Midcoast Symphony Rises to Three Challenges

Midcoast Symphony Orchestra
Franco Center, Lewiston
Oct. 21, 2017
by Christopher Hyde

I heard the glorious final bars of “The Fairy Garden,” the last piece in Ravel’s “Mother Goose Suite,” as I was ascending the stairs to the auditorium of Lewiston’s Franco Center. (A recent survey showed that a majority of Midcoast Symphony Orchestra supporters preferred 7:00 to 7:30 as a concert starting time. I didn’t get the memo.)

It was an appropriate beginning to a program of masterpieces in orchestration. Perhaps masterpieces is not the exact word. The works chosen by conductor Rohan Smith were more like a test to determine how much an “amateur” orchestra could handle. The members of the Midcoast, privatum et seriatum, passed with flying colors.

The Ravel suite, his orchestration of a set of four-hand piano works, ranks with his transcription of “Pictures at an Exhibition” in subtlety , tone color and innovation, ending with a climax that shakes the rafters.

The Hindemith “Metamorphoses on Themes by Carl Maria von Weber,” is equally demanding, but more eclectic.
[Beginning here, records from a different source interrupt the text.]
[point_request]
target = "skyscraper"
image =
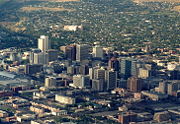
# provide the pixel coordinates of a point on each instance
(128, 68)
(70, 52)
(81, 81)
(134, 84)
(44, 43)
(98, 51)
(82, 52)
(41, 58)
(111, 79)
(113, 64)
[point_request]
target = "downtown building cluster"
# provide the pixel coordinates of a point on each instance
(81, 82)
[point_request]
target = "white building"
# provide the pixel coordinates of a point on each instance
(98, 51)
(44, 43)
(82, 52)
(41, 58)
(81, 81)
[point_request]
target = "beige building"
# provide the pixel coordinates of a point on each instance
(44, 43)
(64, 99)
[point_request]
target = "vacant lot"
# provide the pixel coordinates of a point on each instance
(45, 9)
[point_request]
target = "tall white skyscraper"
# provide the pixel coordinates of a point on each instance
(98, 51)
(81, 81)
(82, 52)
(44, 43)
(41, 58)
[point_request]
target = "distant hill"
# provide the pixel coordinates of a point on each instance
(171, 1)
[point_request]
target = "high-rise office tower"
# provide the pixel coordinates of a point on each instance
(114, 64)
(31, 58)
(81, 81)
(111, 79)
(98, 51)
(44, 43)
(52, 54)
(99, 73)
(50, 82)
(128, 68)
(163, 87)
(41, 58)
(82, 52)
(70, 52)
(97, 85)
(173, 87)
(135, 84)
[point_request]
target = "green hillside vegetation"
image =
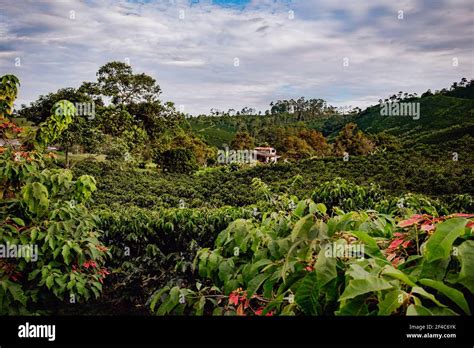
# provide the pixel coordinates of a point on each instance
(145, 221)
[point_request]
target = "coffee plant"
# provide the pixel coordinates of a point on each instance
(51, 253)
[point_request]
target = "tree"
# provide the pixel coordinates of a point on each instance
(114, 120)
(117, 80)
(297, 148)
(352, 141)
(316, 140)
(40, 110)
(178, 160)
(242, 141)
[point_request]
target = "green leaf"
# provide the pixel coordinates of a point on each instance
(171, 302)
(418, 310)
(255, 284)
(19, 222)
(157, 296)
(466, 257)
(321, 208)
(325, 268)
(199, 306)
(370, 245)
(454, 295)
(420, 291)
(302, 227)
(358, 287)
(397, 274)
(66, 252)
(391, 302)
(307, 295)
(354, 307)
(440, 243)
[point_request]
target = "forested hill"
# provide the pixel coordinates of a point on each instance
(443, 115)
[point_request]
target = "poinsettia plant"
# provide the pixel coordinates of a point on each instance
(43, 214)
(290, 264)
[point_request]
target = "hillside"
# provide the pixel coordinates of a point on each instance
(443, 116)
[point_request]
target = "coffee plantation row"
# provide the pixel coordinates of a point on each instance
(316, 237)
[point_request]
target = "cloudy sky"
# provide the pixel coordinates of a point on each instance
(229, 54)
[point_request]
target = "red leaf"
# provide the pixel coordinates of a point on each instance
(463, 215)
(395, 243)
(427, 227)
(234, 299)
(411, 221)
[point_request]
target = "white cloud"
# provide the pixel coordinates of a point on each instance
(192, 58)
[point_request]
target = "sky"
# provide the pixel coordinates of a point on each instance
(229, 54)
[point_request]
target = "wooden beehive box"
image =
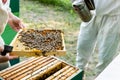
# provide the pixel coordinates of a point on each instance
(30, 42)
(41, 68)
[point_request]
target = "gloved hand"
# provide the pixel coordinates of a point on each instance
(1, 44)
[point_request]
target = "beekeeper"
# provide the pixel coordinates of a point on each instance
(103, 28)
(7, 17)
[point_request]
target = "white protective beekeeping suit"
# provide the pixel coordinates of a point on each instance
(104, 27)
(4, 8)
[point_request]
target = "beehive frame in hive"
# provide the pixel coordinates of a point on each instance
(21, 49)
(47, 68)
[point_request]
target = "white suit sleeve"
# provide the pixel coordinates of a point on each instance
(7, 5)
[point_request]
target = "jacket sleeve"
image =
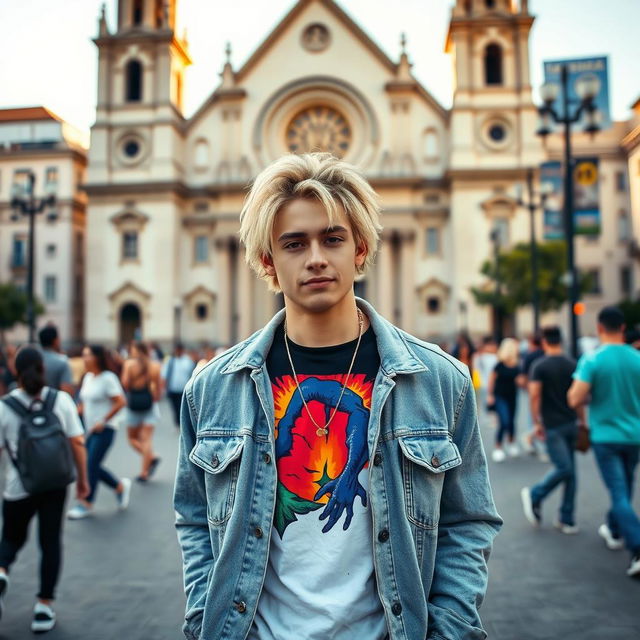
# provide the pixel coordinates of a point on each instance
(190, 504)
(468, 524)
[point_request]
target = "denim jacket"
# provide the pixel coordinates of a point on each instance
(433, 514)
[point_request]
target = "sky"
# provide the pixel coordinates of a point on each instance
(47, 57)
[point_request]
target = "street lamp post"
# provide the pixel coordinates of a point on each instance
(495, 239)
(587, 87)
(29, 206)
(534, 201)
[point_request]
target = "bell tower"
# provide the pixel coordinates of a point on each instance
(493, 119)
(140, 93)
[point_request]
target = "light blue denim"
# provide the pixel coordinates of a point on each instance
(429, 490)
(561, 445)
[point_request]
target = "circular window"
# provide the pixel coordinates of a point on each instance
(319, 129)
(131, 148)
(497, 132)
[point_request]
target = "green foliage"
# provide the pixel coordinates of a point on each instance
(516, 278)
(13, 306)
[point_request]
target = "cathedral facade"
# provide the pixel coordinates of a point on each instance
(165, 191)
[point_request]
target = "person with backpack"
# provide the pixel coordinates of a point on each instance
(101, 399)
(40, 429)
(141, 380)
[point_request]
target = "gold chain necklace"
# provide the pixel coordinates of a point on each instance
(323, 431)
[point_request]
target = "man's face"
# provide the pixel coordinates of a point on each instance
(314, 263)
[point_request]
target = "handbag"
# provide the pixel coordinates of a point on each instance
(140, 399)
(583, 441)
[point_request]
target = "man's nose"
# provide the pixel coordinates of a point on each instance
(317, 258)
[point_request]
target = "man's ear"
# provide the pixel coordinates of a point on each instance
(361, 254)
(267, 263)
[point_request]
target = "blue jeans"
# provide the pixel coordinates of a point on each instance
(561, 444)
(506, 411)
(98, 443)
(617, 463)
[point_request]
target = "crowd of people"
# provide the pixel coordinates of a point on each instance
(566, 406)
(87, 397)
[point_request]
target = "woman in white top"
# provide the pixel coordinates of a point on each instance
(19, 507)
(101, 398)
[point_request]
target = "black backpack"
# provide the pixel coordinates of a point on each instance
(44, 460)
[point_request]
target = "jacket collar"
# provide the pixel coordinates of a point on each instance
(395, 354)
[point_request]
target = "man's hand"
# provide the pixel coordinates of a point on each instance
(82, 488)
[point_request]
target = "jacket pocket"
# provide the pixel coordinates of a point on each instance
(425, 458)
(219, 458)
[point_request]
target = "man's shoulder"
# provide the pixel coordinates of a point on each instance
(435, 358)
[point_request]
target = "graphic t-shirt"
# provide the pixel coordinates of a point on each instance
(320, 582)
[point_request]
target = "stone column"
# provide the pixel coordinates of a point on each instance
(245, 297)
(223, 307)
(407, 279)
(384, 279)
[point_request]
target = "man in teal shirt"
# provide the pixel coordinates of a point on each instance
(609, 380)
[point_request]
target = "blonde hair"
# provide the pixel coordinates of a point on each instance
(508, 352)
(333, 182)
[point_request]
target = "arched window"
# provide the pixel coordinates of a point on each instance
(493, 64)
(136, 17)
(134, 81)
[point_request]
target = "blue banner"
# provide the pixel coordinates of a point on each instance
(577, 68)
(586, 198)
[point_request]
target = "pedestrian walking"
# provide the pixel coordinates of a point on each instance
(502, 396)
(331, 481)
(38, 474)
(101, 399)
(176, 372)
(56, 365)
(141, 380)
(607, 380)
(555, 424)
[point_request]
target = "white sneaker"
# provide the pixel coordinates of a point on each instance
(79, 512)
(513, 450)
(568, 529)
(615, 544)
(498, 455)
(124, 496)
(4, 585)
(44, 618)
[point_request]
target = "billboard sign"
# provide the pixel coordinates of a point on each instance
(576, 69)
(586, 198)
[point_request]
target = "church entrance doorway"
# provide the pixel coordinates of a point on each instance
(130, 323)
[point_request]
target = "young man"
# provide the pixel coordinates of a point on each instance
(331, 479)
(607, 379)
(56, 365)
(555, 423)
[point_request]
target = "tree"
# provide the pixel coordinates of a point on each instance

Hindemith seems to be trying to outdo his contemporary Bartok in unusual instrumental combinations and a heavy-handed use of percussion. (The percussion section has always been one of the Midcoast’s most reliable.)

Hindemith, however, lacking the genius of Ravel or Bartok, overloads his score, sometimes to the point of muddiness, when no one can decide which way to go. A fermata or two would be nice. HIs choice of von Weber melodies also seems odd. There are many of that composer’s tunes that would be more suitable for orchestral variations.
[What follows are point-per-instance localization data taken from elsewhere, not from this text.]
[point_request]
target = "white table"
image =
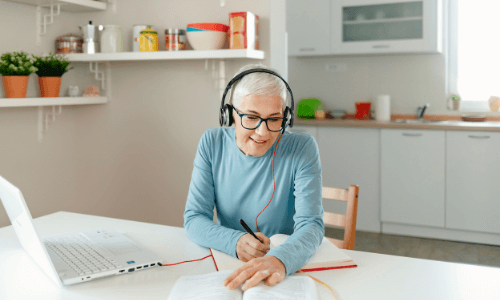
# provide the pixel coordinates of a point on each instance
(377, 276)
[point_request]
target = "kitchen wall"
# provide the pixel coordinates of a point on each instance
(131, 158)
(410, 79)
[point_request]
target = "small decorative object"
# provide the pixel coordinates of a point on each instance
(91, 91)
(362, 110)
(148, 41)
(50, 71)
(494, 103)
(111, 39)
(73, 91)
(15, 68)
(243, 30)
(456, 101)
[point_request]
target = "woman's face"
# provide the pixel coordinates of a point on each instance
(256, 142)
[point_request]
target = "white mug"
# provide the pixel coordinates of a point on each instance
(111, 39)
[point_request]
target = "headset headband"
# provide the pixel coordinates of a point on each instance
(257, 70)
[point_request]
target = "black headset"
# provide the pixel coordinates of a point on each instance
(226, 111)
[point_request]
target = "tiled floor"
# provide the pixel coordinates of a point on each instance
(450, 251)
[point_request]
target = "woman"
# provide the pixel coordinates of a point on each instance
(233, 171)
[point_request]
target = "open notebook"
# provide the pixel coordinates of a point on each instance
(327, 257)
(209, 286)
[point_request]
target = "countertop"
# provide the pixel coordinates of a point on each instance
(444, 125)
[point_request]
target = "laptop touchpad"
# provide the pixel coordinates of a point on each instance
(121, 248)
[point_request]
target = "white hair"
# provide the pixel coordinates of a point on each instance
(259, 83)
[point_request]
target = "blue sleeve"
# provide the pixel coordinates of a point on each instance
(309, 228)
(198, 215)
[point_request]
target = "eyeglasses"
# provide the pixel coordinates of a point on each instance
(252, 122)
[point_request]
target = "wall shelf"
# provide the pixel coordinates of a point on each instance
(68, 5)
(167, 55)
(23, 102)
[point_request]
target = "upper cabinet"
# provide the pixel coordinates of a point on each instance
(365, 26)
(308, 27)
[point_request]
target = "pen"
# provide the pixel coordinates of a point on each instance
(248, 229)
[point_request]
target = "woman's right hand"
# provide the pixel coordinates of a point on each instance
(248, 247)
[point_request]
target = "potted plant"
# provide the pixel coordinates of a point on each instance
(455, 98)
(15, 68)
(50, 71)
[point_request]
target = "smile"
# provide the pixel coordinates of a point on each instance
(258, 142)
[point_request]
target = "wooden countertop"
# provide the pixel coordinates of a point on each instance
(443, 125)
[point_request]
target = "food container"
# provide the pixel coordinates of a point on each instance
(136, 34)
(175, 39)
(148, 40)
(69, 43)
(207, 36)
(243, 30)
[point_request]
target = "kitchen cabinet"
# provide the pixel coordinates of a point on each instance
(387, 26)
(472, 181)
(413, 177)
(308, 27)
(352, 156)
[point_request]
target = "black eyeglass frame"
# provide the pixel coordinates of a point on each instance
(260, 122)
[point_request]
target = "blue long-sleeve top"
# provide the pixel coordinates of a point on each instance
(240, 187)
All is redeemed, however, by the final march-like tune from von Weber’s incidental music to “Turandot,” which supposedly stems from China. Wherever it came from, it crowns the entire work, and the Midcoast attacked it with renewed gusto. I haven’t head he final fugue rendered any better.

The instrumentation of Dvorak’s Symphony No. 6 in D Major, while more traditional, is almost as dense, seeking to emulate his mentor Brahms and his predecessor Beethoven. Could I also have detected a smidgen of Tchaikovsky-like whirling snow music? The  flavor, however, is distinctly Dvorak, even in this, his first published symphony. He is not quite as daring in his use of Czech folk materials (except in the Furiant), but there is more than a hint of the “Slavonic Dances.”

The symphony exposes strings, woodwinds, brass and percussion shamelessly, including the Brahms-like French horn, but there was not a single off-color note. Bravo!

I urge anyone interested in well-performed classical music to attend today’s (Sunday, Oct. 22) repeat performance at the Orion Perfuming Arts Center in Topsham, 2:30 sharp.